A panel of European experts and professionals in the field of life and health sciences selected these 15 projects from among the 110 presented in the call. Those chosen receive up to 100,000 euros from the programme to validate their technologies and design a roadmap to assess them.

This time, six projects are from research centres, universities and hospitals in Catalonia: International University of Catalonia (UIC), Bellvitge Biomedical Research Institute (IDIBELL), Barcelona Biomedical Research Institute (IRB Barcelona), the Hospital del Mar Medical Research Institute (IMIM-Hospital del Mar), the Institute of Advanced Chemistry of Catalonia (IQAC-CSIC), and Hospital Sant Joan de Déu. Another four projects are from Portugal, two from Madrid, one from the Basque Country, one from Galicia and one from Andalusia.

Of the 15 projects selected, eight are in the field of new therapy and drug development, four are new clinical devices, two are diagnostic techniques, and the last is a digital health project. As a result, CaixaResearch Validate is boosting innovation and the transfer of both knowledge and technologies, supporting the creation of new products and research-based companies.

In the words of the Corporate Director of Research and Health from the "la Caixa" Foundation, Àngel Font, "With this funding call, we want to break down the barrier between laboratories and the market, adding value to the scientific knowledge created by researchers on the Iberian peninsula and taking their innovations to the people who need them most: the patients."

Toni Celià-Terrassa.

Progress through financial and training resources

In addition to the financial support, the researchers have already begun to receive specialised training in areas that are key to the development of their work.
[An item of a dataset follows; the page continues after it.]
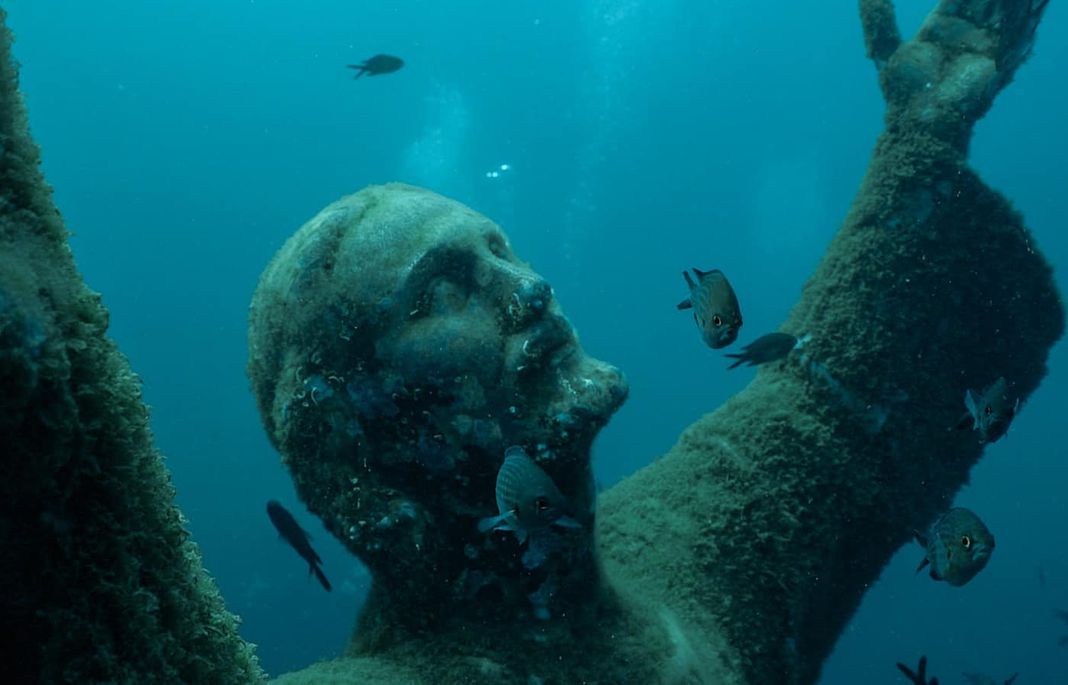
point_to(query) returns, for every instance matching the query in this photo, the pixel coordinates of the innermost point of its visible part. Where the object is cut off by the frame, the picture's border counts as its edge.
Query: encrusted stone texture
(100, 580)
(747, 548)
In the initial weeks of training, they have had their first contact with mentors and expert groups linked to the programme, from whom they have learned about technology transfer, tools for improving their valuation plan, product development, intellectual property legislation and presentation to investors, as well as other topics.

In the coming months, they will continue to receive training in aspects such as negotiating and closing deals, meeting with relevant investors in the health and life sciences sector and receiving their feedback, as well as acquiring basic financial know-how. They will also receive support from mentors who will advise them during the development of their valuation and commercialisation plans, as well as throughout the development of the programme, actively supervising the projects and guiding their evolution.
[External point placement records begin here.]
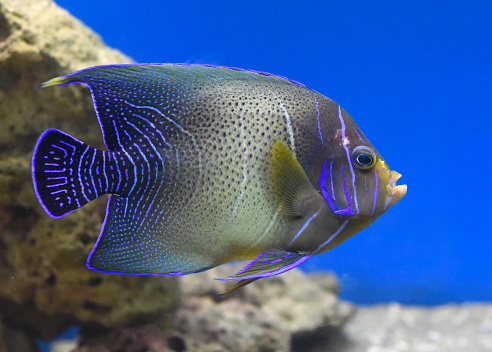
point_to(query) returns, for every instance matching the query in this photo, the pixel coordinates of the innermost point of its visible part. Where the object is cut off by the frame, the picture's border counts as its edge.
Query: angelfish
(207, 165)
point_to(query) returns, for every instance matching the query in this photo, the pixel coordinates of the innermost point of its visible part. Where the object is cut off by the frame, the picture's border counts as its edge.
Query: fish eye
(363, 158)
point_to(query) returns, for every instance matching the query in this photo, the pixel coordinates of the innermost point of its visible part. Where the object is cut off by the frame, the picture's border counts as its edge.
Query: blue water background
(416, 76)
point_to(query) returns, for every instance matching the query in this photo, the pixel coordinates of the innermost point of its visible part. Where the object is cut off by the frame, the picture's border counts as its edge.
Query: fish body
(207, 165)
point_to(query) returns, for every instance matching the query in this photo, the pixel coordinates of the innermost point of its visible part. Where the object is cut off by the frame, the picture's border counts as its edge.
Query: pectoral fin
(269, 263)
(291, 187)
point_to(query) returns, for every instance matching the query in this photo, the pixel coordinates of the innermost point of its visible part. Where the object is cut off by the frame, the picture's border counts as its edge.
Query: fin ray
(270, 262)
(61, 181)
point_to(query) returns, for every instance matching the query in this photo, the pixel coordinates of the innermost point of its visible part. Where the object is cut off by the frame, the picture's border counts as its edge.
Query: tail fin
(62, 169)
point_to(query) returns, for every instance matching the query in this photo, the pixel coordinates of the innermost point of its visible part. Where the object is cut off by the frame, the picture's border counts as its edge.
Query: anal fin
(271, 262)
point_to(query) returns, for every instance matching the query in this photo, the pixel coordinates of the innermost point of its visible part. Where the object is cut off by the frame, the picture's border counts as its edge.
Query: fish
(206, 165)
The call for proposals was held in collaboration with Caja Capital Riesgo and in partnership with the Fundação para Ciência e a Tecnología (FCT), of the Portuguese Ministry of Science, Technology and Higher Education, which subsidised one of the successful Portuguese projects, promoting Spanish-Portuguese collaboration between research centres and universities on the Iberian Peninsula. Together with these institutions, CaixaResearch Consolidate also provides a funding line aimed at more mature innovations, for which the new shortlisted projects will be announced this autumn.

Making immunotherapy effective for treating breast tumours

The project led by Dr Toni Celià-Terrassa is analysing a new way of using immunotherapy in breast cancer. This approach has revolutionised the treatment for some types of cancer, including melanoma and certain lung tumours, while for others, such as breast cancer, which is the second leading cause of death from cancer among women, it is still not very effective. The reason, according to researchers at the IMIM-Hospital del Mar, seems to be an error in the mechanism of a specific protein, LCOR.

Under normal conditions, this protein allows the immune system to destroy diseased cells. Specifically, LCOR ensures that these cancer cells display antigens on their outer membrane, molecules that the body's defences recognise, allowing them to identify the tumour cells and attack them. However, in some breast tumours, this mechanism does not work and the tumour cells do not display the antigens, making them invisible to the immune system. This means that immunotherapy treatments are ineffective and, furthermore, this leads to the development of resistance to these therapies.

IMIM-Hospital del Mar researchers have developed an innovative experimental system based on messenger RNA, very similar to the technology used in the Moderna and Pfizer vaccines developed to combat COVID-19, with which they produce LCOR and manage to make the tumour cells visible and sensitive to the immune system. They have found that by increasing the levels of this protein, they can increase the effectiveness of immunotherapy treatments against breast tumours.